けれど、文字を追った瞬間、全部が吹き飛ぶ。



「君と二人で過ごしたい」



短い一文なのに、胸の奥にまっすぐ届く。

回りくどくない。言い訳もない。

ただ、こちらを向いて差し出された言葉。



(……誘ってくれた)



思わず、封筒を胸に抱きしめる。

足先が浮く。

今すぐ飛んで行けそうな気がして、同時に、笑ってしまう。



(……やっとだ)



嬉しい。

本当に、嬉しい。



ただ、彼が「一緒にいたい」と言ってくれただけ。



私はその場で踵を返し、廊下を走った。



「お父様!お母様!」



息を切らして扉を開けると、両親はちょうど朝の支度を終えたところだった。

そして、机の上には――同じ紋章の封筒。



「ああ、カレン。
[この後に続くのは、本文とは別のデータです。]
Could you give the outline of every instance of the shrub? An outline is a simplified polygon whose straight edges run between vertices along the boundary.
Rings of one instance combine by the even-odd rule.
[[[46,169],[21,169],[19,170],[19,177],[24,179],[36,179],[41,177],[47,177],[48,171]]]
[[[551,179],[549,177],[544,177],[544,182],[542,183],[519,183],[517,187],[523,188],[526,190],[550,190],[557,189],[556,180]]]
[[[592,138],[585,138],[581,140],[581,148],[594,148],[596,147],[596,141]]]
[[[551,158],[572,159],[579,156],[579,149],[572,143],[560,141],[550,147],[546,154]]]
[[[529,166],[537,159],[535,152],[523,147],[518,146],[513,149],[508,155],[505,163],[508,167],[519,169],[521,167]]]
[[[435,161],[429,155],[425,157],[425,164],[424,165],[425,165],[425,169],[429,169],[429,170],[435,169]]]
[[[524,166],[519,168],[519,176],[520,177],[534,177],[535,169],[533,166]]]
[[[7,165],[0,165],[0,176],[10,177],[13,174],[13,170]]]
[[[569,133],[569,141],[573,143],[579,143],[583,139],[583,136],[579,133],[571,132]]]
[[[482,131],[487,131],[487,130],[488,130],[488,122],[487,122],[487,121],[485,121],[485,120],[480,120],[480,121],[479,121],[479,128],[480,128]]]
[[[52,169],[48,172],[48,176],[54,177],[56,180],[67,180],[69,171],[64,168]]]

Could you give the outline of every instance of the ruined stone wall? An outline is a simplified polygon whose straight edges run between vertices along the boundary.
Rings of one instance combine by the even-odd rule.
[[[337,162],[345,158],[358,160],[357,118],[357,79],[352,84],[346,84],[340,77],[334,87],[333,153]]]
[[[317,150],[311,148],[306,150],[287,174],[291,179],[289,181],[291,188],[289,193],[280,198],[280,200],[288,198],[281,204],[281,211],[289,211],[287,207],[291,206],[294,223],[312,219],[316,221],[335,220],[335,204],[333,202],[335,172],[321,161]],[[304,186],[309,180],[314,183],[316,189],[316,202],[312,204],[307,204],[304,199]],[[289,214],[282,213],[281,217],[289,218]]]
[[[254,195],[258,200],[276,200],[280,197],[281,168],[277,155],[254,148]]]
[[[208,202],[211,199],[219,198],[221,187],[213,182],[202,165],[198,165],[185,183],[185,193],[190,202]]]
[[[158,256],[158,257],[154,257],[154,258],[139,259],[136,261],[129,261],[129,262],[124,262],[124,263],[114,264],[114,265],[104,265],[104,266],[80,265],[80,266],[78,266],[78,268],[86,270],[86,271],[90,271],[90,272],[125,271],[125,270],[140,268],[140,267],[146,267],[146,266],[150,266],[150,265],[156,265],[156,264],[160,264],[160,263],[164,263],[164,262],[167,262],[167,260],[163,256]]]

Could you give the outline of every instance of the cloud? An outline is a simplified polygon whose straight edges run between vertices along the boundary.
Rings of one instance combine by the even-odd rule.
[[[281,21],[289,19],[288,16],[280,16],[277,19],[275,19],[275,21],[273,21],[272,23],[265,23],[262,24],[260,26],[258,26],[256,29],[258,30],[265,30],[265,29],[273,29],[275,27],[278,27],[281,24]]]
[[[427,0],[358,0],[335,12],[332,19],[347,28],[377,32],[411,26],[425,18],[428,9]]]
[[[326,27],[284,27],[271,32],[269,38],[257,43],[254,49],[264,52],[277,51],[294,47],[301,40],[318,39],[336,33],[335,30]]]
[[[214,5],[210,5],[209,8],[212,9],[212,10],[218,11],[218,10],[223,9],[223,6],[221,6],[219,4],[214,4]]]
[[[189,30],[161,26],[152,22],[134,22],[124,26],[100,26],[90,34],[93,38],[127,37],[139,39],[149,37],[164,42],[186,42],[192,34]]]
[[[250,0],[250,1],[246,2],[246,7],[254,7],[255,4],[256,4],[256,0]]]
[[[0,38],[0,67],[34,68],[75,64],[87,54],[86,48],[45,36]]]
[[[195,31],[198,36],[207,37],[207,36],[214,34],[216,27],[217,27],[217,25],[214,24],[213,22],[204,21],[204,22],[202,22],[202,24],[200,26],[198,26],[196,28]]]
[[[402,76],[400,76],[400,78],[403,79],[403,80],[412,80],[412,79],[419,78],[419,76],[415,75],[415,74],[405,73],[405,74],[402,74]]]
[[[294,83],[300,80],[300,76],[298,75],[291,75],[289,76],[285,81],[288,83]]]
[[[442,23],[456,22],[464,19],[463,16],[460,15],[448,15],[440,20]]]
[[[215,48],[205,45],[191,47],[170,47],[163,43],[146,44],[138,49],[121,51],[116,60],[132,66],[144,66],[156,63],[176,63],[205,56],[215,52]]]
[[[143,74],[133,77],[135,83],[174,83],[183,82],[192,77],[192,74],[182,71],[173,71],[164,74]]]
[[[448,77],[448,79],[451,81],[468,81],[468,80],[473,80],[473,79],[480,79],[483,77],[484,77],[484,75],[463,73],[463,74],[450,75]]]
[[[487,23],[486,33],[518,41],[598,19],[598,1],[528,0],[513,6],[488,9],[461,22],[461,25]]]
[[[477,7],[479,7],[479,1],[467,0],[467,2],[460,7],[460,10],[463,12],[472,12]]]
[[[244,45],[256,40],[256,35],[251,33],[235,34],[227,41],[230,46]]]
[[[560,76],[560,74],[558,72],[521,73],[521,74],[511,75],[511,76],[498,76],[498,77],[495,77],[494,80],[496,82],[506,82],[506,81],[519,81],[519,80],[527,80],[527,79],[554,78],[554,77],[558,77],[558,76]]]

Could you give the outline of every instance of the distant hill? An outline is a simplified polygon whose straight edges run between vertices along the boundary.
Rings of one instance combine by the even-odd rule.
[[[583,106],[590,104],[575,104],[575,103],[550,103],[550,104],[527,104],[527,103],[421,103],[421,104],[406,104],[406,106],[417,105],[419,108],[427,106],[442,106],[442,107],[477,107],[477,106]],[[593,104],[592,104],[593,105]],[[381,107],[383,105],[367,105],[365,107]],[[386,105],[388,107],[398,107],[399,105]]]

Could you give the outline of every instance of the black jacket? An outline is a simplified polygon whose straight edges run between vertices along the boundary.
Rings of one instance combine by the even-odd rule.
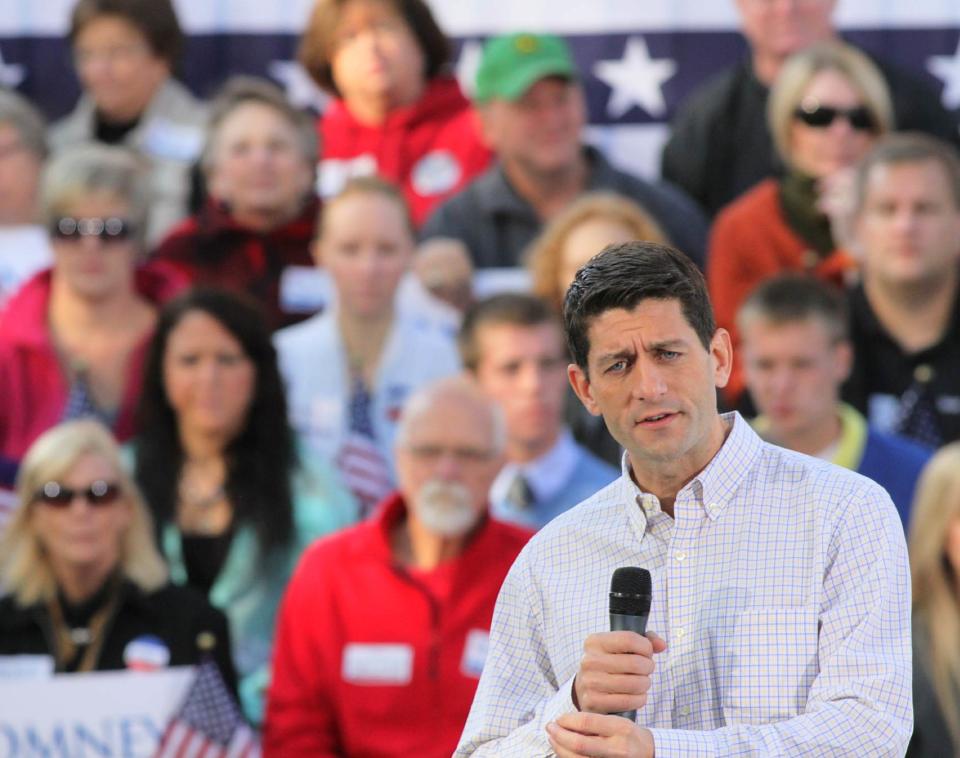
[[[120,593],[95,670],[127,668],[123,659],[127,645],[150,635],[170,651],[169,666],[193,665],[209,653],[227,687],[236,693],[227,620],[202,595],[172,584],[145,593],[131,582],[125,582]],[[23,607],[12,595],[0,598],[0,655],[52,655],[53,638],[46,604]]]

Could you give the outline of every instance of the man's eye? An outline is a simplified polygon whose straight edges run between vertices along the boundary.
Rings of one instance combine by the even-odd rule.
[[[623,371],[627,367],[626,361],[617,361],[616,363],[611,363],[607,366],[607,370],[604,373],[615,374],[620,371]]]
[[[659,355],[665,361],[674,361],[680,357],[681,353],[676,350],[661,350]]]

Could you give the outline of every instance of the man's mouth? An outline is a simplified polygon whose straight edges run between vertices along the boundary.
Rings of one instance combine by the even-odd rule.
[[[645,424],[645,425],[660,424],[662,422],[669,421],[676,415],[677,415],[676,413],[673,413],[671,411],[663,411],[661,413],[651,413],[647,416],[644,416],[638,419],[637,423]]]

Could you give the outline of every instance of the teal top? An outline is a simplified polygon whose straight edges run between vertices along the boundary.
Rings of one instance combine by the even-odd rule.
[[[253,724],[263,721],[274,622],[300,554],[317,537],[357,520],[356,503],[336,471],[305,445],[297,445],[297,454],[300,466],[291,488],[292,544],[263,555],[254,528],[238,524],[223,567],[210,588],[210,603],[226,614],[230,624],[240,703]],[[187,584],[180,536],[176,524],[163,524],[161,549],[170,567],[170,580]]]

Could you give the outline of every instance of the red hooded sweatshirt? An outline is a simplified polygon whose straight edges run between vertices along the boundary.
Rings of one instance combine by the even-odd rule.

ちょうど話そうと思っていた」



父が微笑む。

母は、私の顔を見て、すぐに察したように頷いた。



「ベルンハルト君からでしょう?」



私はこくこくと頷く。

声が出ない。



「先ほど、先方からも丁寧なお手紙が届いたわ。期間、滞在先、配慮……どれも申し分ない」



父は穏やかに続けた。



「大切にされているのが伝わる。行っておいで」



(……あっ)



胸の奥が、じん、と温かくなる。

こんなにもあっさり、許可が下りるなんて。



「……ありがとうございます」



声が震えたのは、安心のせいだ。



部屋に戻る途中、私はもう一度、ベルンハルトの手紙を読み返した。

余計な言葉はない。

でも、行間に、彼らしい丁寧さと、静かな決意が滲んでいる。



(ベルン……)



ふと、昨日のことを思い出す。

少し悪戯っぽく言われた、あの一言。



「嫌なら、断っていい」



その瞬間、私は笑ってしまった。



――断るわけ、ないでしょう。



思い出すだけで、口元が緩む。

彼の言葉は、いつもそうだ。

押さない。けれど、引かない。



選択肢を残すようでいて、

実は、ちゃんと“彼のほう”へ導いている。


(……優しいのに、ずるい)



私は机に座り、返事を書くためにペンを取った。

迷いはない。


「とても、楽しみにしています」


それだけで十分だった。

余計な装飾はいらない。


書き終えた瞬間、胸がいっぱいになる。

この夏は、きっと、今までと違う。


――彼が、選んでくれた夏。


それが、こんなにも嬉しいなんて。